Association therapists use secular science to support their view that anyone who wants to choose to live a moral lifestyle should have the right to seek treatment to change, Mr. Goldberg said.
“HERE TO HELP”
Harvest, Exodus and Joseph’s Coat advocate for the rights of those who want to change, yet officials with each group note that the organizations are not out to judge or condemn those who embrace the gay lifestyle.
“We’re not in the business of forcing somebody to change, but if they do come to us, we are here to help those who desire change to accomplish their goal,” said Mr. Delaney, who does not charge for services and depends on donations to provide therapy, support groups and seminars through Joseph’s Coat.
Still, Dr. Anderson of the American Psychological Association contends conversion therapy is rooted in subtle criticism.

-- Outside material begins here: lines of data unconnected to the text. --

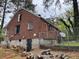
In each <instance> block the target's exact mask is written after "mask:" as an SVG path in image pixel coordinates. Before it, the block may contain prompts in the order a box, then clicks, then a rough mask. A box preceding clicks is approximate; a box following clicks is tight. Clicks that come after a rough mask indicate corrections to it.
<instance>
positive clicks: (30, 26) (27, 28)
mask: <svg viewBox="0 0 79 59" xmlns="http://www.w3.org/2000/svg"><path fill="white" fill-rule="evenodd" d="M27 29H28V30H32V29H33V22H28V28H27Z"/></svg>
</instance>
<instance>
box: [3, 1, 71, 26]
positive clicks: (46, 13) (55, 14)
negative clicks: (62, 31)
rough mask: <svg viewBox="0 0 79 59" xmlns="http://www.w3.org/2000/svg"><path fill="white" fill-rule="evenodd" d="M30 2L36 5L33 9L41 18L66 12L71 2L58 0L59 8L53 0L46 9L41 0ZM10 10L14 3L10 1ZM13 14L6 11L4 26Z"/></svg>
mask: <svg viewBox="0 0 79 59" xmlns="http://www.w3.org/2000/svg"><path fill="white" fill-rule="evenodd" d="M50 1H52V0H50ZM32 3H33V4H34V5H35V6H36V7H35V11H36V12H37V14H40V15H41V16H42V17H43V18H53V17H57V16H60V15H63V13H65V12H66V10H68V9H70V8H71V6H72V5H71V4H66V3H65V4H64V0H60V5H61V8H59V5H58V6H55V3H56V0H54V3H52V5H51V6H50V7H49V8H48V10H47V9H45V8H44V5H43V0H33V1H32ZM9 5H10V8H9V9H10V10H11V11H12V12H13V11H14V10H15V5H14V4H12V3H10V4H9ZM12 16H13V13H7V14H6V16H5V21H4V26H5V25H7V24H8V22H9V21H10V20H11V18H10V17H12Z"/></svg>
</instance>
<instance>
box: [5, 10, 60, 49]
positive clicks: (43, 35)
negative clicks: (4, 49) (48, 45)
mask: <svg viewBox="0 0 79 59" xmlns="http://www.w3.org/2000/svg"><path fill="white" fill-rule="evenodd" d="M6 32H7V37H8V42H9V44H10V45H20V46H24V47H28V46H32V48H36V47H39V42H41V41H43V40H44V39H48V38H50V39H52V40H53V44H55V42H56V44H57V41H58V37H59V36H60V35H59V32H60V31H59V30H58V29H57V28H56V27H55V26H53V25H52V24H50V23H49V22H47V21H46V20H45V19H43V18H41V17H40V16H36V15H35V14H33V13H32V12H29V11H27V10H25V9H20V10H18V11H17V12H16V13H15V15H14V16H13V18H12V20H11V21H10V22H9V23H8V25H7V26H6ZM30 49H31V47H30Z"/></svg>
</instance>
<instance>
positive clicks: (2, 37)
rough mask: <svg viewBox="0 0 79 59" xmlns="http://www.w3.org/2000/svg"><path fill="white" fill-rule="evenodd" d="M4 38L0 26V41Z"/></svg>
mask: <svg viewBox="0 0 79 59" xmlns="http://www.w3.org/2000/svg"><path fill="white" fill-rule="evenodd" d="M2 40H4V33H3V30H2V29H1V28H0V42H1V41H2Z"/></svg>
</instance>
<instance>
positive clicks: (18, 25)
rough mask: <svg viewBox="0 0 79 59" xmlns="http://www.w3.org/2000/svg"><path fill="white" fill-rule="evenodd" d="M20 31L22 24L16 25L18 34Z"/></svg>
mask: <svg viewBox="0 0 79 59" xmlns="http://www.w3.org/2000/svg"><path fill="white" fill-rule="evenodd" d="M19 32H20V25H17V26H16V34H17V33H19Z"/></svg>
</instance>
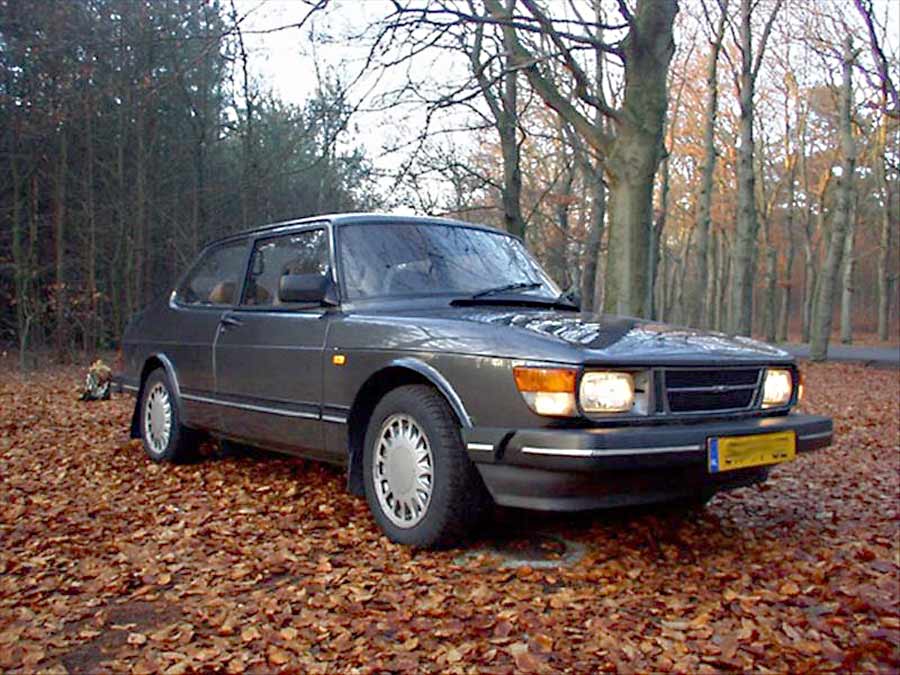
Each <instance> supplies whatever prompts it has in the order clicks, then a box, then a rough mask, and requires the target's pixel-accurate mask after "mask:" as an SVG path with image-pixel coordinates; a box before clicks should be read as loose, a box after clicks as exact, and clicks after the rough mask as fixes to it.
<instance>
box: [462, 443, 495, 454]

People who decide to turn to such therapies “are often people who are involved in social groups that have a high level of negativity toward homosexuality,” Dr. Anderson said. “They are seeking such therapies not necessarily because they’re going to benefit from them, but because they are trying desperately to fit into communities they seek to fit in.”
Randy Thomas, executive vice president of Exodus North America, said he resents that attitude.
“The media and gay activists want to make it all about some sort of fight between us and them, and that’s just not true,” said Mr. Thomas, who says he has not identified himself as a gay person in 16 years. “Yes, we do have moral disagreements, but we don’t exist to oppose the gay community.”
To Mr. Delaney, homosexuality is a complicated mix that includes many environmental factors, and he trusts that God offers guidance for true change.
As for himself, he believed “something better” was possible.
“I trust Him that those issues will never control me again,” Mr. Delaney said. “Once you mature in the Lord, I’ve seen that your feelings can change.”